Rocket Rats, un jeu Gagonfe sorti fin mars et avec Riggs, on s’est dit la même chose : le jeu pourrait s’appeler  RAT SURVIVORS ! Et oui, pour profiter du succès de Vampire Survivors, de nombreux jeux débarquent en ce disant qu’il y a une brèche où s’immiscer. Il faut dire que des pixels, pas de manip’ spéciale à part choisir ses items quand on chope de l’XP, ça ouvre l’arbre des possibles. Mais vouloir imiter ou s’inspirer… Ce sont deux choses différentes. Vampire Survivors s’inspirait de Castlevania pour l’ambiance mais il avait sa touch’ et son gameplay. Ironie du sort, la boucle est bouclée avec le DLC Castlevania. Pour nos rats de l’espace, qu’avons nous au programme ?

Je vois des étoiles !

On a la lune et dessus, un rat astronaute. Il doit survivre aux vagues d’ennemis et à chaque vague, on va prendre en puissance en choisissant parmi des améliorations diverses : tirs, vitesse, vie… Si l’on échoue, on utilisera les récompenses pour gagner des améliorations durables de vie ou autre. Le principe classique d’un survivor en somme mais est-ce que cela suffit.

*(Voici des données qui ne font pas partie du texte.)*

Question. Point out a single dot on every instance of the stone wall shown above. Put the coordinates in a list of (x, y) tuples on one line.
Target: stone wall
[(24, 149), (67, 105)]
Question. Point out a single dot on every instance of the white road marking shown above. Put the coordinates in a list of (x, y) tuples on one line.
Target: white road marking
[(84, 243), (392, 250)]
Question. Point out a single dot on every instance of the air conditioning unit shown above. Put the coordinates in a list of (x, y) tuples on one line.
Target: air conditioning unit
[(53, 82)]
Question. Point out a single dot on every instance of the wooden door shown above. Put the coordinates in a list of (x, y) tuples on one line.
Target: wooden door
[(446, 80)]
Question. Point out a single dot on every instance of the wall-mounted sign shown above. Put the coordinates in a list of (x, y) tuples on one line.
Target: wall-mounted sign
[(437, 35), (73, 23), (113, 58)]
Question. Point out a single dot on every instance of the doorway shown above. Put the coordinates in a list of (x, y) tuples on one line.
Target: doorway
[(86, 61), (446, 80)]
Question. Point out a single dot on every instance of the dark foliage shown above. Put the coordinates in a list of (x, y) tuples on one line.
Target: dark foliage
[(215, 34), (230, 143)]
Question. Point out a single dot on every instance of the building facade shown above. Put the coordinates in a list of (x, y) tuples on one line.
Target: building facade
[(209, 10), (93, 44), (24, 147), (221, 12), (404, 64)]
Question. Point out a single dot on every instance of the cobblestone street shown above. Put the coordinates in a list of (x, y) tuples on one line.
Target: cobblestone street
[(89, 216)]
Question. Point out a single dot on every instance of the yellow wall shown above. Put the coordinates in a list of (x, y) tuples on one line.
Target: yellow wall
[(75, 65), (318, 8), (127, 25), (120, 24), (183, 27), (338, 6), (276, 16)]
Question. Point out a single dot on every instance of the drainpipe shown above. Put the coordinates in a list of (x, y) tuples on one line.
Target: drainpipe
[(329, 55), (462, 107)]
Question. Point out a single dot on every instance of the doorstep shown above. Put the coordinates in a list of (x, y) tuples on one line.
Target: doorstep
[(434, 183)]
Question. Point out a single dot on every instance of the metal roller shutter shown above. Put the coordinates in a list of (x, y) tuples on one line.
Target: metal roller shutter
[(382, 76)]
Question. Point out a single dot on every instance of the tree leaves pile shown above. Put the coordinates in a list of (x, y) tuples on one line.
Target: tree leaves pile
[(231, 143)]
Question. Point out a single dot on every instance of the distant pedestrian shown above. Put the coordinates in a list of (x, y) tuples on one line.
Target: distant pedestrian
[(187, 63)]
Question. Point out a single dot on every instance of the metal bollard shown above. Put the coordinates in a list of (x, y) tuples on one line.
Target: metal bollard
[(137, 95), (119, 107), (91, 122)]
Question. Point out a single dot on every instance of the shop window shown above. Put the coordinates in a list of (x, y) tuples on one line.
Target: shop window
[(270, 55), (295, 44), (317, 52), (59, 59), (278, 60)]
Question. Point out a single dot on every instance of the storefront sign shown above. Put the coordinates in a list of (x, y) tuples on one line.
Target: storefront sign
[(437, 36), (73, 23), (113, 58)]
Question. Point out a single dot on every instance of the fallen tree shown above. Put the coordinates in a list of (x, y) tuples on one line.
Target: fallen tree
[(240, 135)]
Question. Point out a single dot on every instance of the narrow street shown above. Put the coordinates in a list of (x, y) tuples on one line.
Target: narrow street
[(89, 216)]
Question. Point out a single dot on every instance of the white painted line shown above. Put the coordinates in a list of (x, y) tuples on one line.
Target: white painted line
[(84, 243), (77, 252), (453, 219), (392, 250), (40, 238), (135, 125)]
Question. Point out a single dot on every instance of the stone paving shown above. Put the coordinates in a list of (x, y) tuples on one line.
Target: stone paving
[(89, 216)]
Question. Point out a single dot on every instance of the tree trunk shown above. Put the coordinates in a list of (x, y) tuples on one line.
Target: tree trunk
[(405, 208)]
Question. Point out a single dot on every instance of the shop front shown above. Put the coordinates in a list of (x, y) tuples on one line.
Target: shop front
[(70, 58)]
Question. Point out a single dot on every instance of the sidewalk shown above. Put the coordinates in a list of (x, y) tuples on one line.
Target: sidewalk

Déjà, le terrain de jeu, la lune, est ridiculement petit. Certes, ça fait du challenge mais on fait vite le tour du propriétaire. Le jeu pourrait se jouer sur mon mobile et d’un doigt. Il faut dire que les pixels font le job mais sans faire beaucoup plus. C’est toujours mieux que la musique qui est, selon vos oreilles, oubliable ou à la limite de la décence.

L’heure des choix !

Pour le gameplay, notre rat répond bien, les bonus nous font bien sentir la montée en puissance et on doit gérer la recharge de notre arme pour ne pas se retrouver devant un ennemi en plein rechargement (cette fonction est gérée par notre rat mais il faut prévoir le moment où elle arrive). Cependant, Rocket Rats prend son rythme qu’au niveau 10. Avant cela, selon les vagues et les bonus, vous pourrez tout gérer sans… bouger. Je me suis prêté à l’exercice et je n’ai rien foutu pendant plusieurs niveaux. Et cela, à chaque nouveau run, je me suis vu, pendant les premiers niveaux à ne rien faire.

Pas le temps de buller pour une fois !

Certes, Rocket Rats est un petit jeu à 5 euros et le développeur dit lui-même que l’on peut finir le jeu en 1 à 2h. Mais contrairement à lui, je dirai que votre capacité à rester sur le jeu va dépendre de celle que vous aurez à apprécier tourner en rond dans un niveau tout petit et à supporter les premiers niveaux où il n’y a rien à faire.